This has been a somewhat scattered week. As I alluded to earlier, my mind has been pulled in all different directions after a week of training and listening to presentations. I really have to work on writing my ideas down somewhere, as I have them, and getting them out of my head until I’m ready to deal with them. At the moment, I’m into a few projects.
Automating development database creation
As a takeaway to the “4 hour DBA” session this weekend, I’ve decided to create a way to allow developers to create their own databases/logins in our Dev environment. Rather than grant them all db_creator and security_admin and, well, create the Wild Wild West, I’m working with one of our developers to create a web form front end that will pass required parameters to a stored procedure. The procedure will check for the existence of the database, and the existence of the requested login. If the login exists, the developer will need to provide the correct password. An application name will also be required, and will be logged along with the database name, db_owner, creation date, and the developer’s login. One of the biggest problems we have is databases in Dev that are “forgotten”. A developer requests it and somewhere down the line everyone forgets about it and what it was for to begin with and I’m left asking everyone “do you know anything about database X?” Not fun. And why me, you might ask? Because I’m the one who developed and maintains our SQL Server inventory database. Which leads me to…

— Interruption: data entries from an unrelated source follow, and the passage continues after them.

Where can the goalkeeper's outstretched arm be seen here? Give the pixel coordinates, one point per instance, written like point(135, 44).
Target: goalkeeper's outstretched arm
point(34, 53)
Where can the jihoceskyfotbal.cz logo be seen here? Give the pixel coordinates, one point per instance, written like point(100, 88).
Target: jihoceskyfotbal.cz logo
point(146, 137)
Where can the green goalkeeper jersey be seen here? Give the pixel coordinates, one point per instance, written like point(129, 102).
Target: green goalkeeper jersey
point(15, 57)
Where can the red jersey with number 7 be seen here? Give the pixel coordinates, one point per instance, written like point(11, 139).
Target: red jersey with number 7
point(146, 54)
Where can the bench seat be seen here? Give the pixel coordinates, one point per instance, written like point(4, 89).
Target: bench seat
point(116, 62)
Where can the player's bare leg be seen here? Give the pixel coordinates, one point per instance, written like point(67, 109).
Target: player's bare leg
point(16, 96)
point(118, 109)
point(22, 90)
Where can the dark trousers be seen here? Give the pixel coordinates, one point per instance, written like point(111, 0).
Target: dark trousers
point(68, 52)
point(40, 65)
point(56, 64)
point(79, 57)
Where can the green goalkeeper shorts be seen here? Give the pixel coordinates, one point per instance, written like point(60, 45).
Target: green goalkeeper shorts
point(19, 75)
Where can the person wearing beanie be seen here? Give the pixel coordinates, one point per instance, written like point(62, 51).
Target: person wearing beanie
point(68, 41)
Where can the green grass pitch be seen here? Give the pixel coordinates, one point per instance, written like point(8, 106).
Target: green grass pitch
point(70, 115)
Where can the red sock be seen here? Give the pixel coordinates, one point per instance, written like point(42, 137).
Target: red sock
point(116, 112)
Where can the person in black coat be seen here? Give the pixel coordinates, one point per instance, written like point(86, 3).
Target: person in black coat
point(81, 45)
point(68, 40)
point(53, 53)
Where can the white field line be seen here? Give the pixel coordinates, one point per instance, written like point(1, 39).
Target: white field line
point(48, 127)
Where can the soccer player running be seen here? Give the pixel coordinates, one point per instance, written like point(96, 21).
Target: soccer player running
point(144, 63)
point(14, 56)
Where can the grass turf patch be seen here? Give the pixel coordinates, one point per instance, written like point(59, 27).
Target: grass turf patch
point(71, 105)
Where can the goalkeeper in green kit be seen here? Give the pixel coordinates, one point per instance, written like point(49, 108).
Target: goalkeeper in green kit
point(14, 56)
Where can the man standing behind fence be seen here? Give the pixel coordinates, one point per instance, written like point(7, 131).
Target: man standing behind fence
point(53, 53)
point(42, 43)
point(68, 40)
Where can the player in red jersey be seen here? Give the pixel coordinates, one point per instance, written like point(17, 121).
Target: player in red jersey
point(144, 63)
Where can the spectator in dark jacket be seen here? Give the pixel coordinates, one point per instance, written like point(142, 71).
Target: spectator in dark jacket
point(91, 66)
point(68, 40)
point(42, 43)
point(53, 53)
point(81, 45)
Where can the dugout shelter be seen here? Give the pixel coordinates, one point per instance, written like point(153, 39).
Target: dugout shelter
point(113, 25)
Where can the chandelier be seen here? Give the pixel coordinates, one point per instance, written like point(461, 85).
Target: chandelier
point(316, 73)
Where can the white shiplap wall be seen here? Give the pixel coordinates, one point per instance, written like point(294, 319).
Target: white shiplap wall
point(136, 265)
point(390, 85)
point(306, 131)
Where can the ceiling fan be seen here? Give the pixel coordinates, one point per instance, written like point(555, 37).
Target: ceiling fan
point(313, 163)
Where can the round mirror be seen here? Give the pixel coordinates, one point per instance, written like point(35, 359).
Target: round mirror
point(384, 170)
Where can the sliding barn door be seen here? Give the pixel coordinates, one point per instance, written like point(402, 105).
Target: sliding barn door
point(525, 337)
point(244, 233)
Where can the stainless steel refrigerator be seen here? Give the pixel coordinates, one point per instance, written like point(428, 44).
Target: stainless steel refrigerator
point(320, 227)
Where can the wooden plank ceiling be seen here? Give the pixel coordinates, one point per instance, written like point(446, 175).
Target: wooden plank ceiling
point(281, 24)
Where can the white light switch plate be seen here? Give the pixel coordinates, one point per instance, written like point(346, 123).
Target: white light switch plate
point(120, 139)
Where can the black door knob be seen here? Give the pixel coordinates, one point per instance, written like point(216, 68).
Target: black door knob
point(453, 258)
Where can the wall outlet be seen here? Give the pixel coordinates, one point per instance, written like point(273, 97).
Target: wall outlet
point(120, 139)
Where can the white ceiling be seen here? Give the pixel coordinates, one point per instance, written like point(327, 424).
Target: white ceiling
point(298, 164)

Upgrading our SQL Server inventory to 2008
A long time ago I wrote a few SSIS packages that go to each SQL Server instance and collect different information and store it in a central repository. This is in SSIS 2005 currently. It also resides in our Dev environment. Leaving it in Dev was fine for a long time, the DBAs were the only ones who used the information. But recently I’ve opened it up to other users who were looking for that information, and I’ve published some MS Reporting Services reports for our Windows Admin group to reference when they’re scheduling outages, etc. So, it needs to go to Production. And if I’m doing that, I might as well migrate it to SSIS 2008. And if I’m doing that, I might as well take another look and see if there’s a better way to do this.
Preparing a presentation
Another thing on my plate is preparing my very first presentation. At work we have monthly developer forum presentations on a variety of subjects, and I volunteered to present on SQL Server features that developers could be using but probably aren’t. (Note to self: Need to come up with a snappier title.) I’m planning on covering Service Broker, database snapshots, and data compression. All topics that I’ve covered here and I feel comfortable enough with to present to my coworkers. It’s not going to happen for a couple of months, but I really need to start organizing my thoughts and making notes.
There are other things I’m doing, of course, routine tasks that are simply part of the job. But these are the bigger ones I’m focusing on now. The ones that I’ll be working on when my instant messenger status changes to “Do Not Disturb.”